Is there an accepted analogy/conceptual aid for the Higgs field?
This is not as easy as it may sound: in every analogy one has to make a choice between rigor and 'poetic license'.
Personally, the one i like better is Higgs for Waldegrave: where a crowd-analogy is given. But, as they say, your milage may very.
If you'd like, you can think in terms of a 'caramel pool', Milky Way Simply Caramel: Pool : when we say that a particle 'couples' to the Higgs field, we mean to say that this particle 'sees' this 'caramel pool', and this makes it "harder" for it to move, which we measure as this particle's "mass". And, as you can imagine, there are particles that do not couple to the Higgs field, meaning to say they do not "see" it: therefore, they move much more easily. ;-)

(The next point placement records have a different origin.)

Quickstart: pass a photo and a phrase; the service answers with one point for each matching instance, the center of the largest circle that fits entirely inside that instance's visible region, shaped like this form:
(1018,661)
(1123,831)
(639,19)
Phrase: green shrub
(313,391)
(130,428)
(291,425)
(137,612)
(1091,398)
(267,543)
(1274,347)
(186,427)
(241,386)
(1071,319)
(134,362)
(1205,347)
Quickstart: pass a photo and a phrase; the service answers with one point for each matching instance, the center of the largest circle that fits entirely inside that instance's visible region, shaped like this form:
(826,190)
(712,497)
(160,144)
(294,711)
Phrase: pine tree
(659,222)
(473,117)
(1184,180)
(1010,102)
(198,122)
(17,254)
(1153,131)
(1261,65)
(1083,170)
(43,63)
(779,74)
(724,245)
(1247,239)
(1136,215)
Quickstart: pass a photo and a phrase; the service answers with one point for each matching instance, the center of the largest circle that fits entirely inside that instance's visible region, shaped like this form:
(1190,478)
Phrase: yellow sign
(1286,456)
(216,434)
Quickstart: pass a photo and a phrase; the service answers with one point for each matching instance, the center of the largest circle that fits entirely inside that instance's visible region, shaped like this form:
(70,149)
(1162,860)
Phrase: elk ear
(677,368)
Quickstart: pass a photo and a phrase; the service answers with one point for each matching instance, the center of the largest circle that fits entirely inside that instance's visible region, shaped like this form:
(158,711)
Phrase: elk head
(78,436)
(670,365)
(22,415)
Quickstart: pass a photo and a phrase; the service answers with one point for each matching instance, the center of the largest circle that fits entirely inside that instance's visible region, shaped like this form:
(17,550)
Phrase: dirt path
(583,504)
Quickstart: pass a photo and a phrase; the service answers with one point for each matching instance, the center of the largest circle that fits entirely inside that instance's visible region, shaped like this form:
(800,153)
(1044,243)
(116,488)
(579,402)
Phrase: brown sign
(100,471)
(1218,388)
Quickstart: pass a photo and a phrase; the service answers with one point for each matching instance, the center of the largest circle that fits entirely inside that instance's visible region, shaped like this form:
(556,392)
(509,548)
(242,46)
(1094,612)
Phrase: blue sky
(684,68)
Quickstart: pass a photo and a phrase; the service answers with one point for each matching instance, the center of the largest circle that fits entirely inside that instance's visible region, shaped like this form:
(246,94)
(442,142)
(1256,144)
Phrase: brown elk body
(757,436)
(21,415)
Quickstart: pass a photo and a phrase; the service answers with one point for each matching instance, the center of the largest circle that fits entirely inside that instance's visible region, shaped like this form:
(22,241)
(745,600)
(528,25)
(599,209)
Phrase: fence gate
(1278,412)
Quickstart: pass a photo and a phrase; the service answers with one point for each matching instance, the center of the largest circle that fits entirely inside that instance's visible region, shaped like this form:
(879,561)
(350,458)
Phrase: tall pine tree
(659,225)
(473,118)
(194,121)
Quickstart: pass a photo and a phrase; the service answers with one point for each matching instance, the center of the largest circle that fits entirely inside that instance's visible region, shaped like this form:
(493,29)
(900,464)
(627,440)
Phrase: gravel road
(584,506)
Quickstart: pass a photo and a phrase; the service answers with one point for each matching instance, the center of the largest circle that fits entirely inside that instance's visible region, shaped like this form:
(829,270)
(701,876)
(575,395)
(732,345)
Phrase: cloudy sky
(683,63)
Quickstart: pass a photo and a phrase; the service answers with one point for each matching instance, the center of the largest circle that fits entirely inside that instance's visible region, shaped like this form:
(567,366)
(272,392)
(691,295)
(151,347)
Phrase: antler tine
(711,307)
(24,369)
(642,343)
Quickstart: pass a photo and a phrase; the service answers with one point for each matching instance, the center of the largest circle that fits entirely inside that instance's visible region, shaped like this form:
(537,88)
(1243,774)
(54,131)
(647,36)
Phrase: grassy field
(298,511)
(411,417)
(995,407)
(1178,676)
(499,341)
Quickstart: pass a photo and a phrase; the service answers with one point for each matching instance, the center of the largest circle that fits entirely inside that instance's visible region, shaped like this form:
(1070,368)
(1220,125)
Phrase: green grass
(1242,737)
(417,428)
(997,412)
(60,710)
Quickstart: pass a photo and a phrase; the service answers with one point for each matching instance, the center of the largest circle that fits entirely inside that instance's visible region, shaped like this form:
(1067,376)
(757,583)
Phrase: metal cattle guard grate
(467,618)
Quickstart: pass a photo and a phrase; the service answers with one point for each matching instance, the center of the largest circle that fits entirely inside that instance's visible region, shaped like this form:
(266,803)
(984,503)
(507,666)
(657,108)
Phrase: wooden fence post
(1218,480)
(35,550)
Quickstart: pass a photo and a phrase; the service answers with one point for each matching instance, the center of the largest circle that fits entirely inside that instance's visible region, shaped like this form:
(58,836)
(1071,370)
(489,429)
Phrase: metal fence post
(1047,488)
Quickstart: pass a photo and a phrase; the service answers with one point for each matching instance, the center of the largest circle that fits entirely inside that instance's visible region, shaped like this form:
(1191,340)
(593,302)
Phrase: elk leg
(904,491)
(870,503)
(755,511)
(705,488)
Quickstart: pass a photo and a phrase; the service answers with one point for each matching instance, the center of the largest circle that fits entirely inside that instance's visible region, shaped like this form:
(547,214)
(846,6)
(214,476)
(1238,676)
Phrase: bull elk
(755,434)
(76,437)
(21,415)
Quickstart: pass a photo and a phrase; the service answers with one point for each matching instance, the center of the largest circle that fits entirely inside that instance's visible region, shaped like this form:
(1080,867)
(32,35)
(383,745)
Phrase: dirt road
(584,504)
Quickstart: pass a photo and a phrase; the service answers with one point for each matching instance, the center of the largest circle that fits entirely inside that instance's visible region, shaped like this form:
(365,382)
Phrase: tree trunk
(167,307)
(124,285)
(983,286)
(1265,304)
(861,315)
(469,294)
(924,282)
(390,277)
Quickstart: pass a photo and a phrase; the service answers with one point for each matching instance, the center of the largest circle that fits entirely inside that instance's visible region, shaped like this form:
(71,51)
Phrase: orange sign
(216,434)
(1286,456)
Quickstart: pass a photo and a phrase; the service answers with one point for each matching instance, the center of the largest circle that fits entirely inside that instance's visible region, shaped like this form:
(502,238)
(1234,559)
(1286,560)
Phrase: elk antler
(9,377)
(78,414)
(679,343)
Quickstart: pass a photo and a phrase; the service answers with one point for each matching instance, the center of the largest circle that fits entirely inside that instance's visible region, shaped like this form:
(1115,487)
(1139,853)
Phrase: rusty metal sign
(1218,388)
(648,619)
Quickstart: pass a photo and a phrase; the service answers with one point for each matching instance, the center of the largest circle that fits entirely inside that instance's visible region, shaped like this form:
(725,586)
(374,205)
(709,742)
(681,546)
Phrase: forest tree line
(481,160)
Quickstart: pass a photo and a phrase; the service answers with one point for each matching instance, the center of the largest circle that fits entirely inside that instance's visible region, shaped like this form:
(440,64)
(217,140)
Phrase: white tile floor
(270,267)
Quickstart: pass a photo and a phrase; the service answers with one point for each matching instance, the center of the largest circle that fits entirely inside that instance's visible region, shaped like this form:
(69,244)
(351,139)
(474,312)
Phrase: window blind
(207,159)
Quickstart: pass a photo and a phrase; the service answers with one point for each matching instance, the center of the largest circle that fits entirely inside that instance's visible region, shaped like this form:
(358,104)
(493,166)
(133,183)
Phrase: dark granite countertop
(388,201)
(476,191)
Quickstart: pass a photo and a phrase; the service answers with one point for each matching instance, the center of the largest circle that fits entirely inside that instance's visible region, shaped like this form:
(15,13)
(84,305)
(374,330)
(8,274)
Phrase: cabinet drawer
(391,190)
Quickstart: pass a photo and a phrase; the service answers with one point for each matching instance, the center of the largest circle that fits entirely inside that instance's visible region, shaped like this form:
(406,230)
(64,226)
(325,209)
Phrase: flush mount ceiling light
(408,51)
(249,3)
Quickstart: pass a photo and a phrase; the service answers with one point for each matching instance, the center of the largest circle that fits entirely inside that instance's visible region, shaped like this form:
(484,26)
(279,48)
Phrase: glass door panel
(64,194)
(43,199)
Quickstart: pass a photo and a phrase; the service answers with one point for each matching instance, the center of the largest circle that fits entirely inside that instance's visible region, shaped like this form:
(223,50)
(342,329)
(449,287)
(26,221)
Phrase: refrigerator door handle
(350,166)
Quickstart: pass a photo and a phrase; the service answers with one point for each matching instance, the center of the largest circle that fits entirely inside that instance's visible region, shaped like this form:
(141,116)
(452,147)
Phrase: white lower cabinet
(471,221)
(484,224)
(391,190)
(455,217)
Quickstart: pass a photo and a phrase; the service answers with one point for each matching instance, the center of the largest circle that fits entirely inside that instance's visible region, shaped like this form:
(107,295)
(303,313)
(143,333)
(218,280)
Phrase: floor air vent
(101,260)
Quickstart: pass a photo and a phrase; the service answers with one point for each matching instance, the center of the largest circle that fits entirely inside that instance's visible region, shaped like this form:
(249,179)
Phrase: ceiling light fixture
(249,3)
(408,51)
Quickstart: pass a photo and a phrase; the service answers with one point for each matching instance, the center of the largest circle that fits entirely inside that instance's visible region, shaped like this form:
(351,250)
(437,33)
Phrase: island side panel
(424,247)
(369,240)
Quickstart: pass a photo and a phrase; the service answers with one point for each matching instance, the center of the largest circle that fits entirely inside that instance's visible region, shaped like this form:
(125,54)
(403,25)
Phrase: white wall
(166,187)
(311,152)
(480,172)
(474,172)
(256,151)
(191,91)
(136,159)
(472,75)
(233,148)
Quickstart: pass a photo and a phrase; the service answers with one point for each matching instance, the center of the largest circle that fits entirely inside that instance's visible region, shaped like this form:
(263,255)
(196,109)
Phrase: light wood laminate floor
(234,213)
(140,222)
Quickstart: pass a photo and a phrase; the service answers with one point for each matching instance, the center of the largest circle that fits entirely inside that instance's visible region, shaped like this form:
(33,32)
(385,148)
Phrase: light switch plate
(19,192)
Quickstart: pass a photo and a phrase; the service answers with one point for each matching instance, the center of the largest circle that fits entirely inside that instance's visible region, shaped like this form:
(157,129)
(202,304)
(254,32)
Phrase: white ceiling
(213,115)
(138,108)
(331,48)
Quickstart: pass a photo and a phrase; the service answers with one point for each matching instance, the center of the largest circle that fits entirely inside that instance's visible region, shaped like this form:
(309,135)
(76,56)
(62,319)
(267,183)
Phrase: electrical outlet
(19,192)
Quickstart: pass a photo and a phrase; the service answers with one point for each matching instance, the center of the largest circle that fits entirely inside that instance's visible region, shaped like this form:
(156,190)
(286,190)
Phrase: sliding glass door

But, take all this with a grain of salt…
This is my favourite simplified picture explaining the higgs mechanism:
In the first tree panels You can see how Einstein (a massless particle) enters a room with physicists (the higgs field) and gets slowed down by his colleagues wanting to talk to him (he couples to the higgs field and attains mass).
Panels 4 and 5 explain how the higgs field itself attains mass by coupling to itself: If a rumor propagates through the room, the physicists (higgs field) form a local crowd intensively chatting (self coupling).
The Higgs mechanism is itself an extension to nonabelian gauge theory of an everyday tabletop phenomenon (at least in laboratories), called superconductivity. The origin of superconductivity is the formation of a charged Bose-Einstein condensate of electron pairs, which means that magnetic fields in the material are excluded. The exponential decay of electromagnetic fields means that the U(1) photon of EM at low-energies has become massive, and the reason is that the condensate has been eaten to supply the missing polarization state for the photon.
All this is explained in the Wikipedia page on Higgs mechanism. The original papers of Higgs, Brout Englert, and Guralnik Hagen Kibble, were all motivated by the suggestion by Nambu that the vaccuum can contain paired fermion condensates, just like the Bardeen-Cooper-Schriefer model of superconductivity. Nambu actively studied the BCS model before discovering the chiral quark condensate.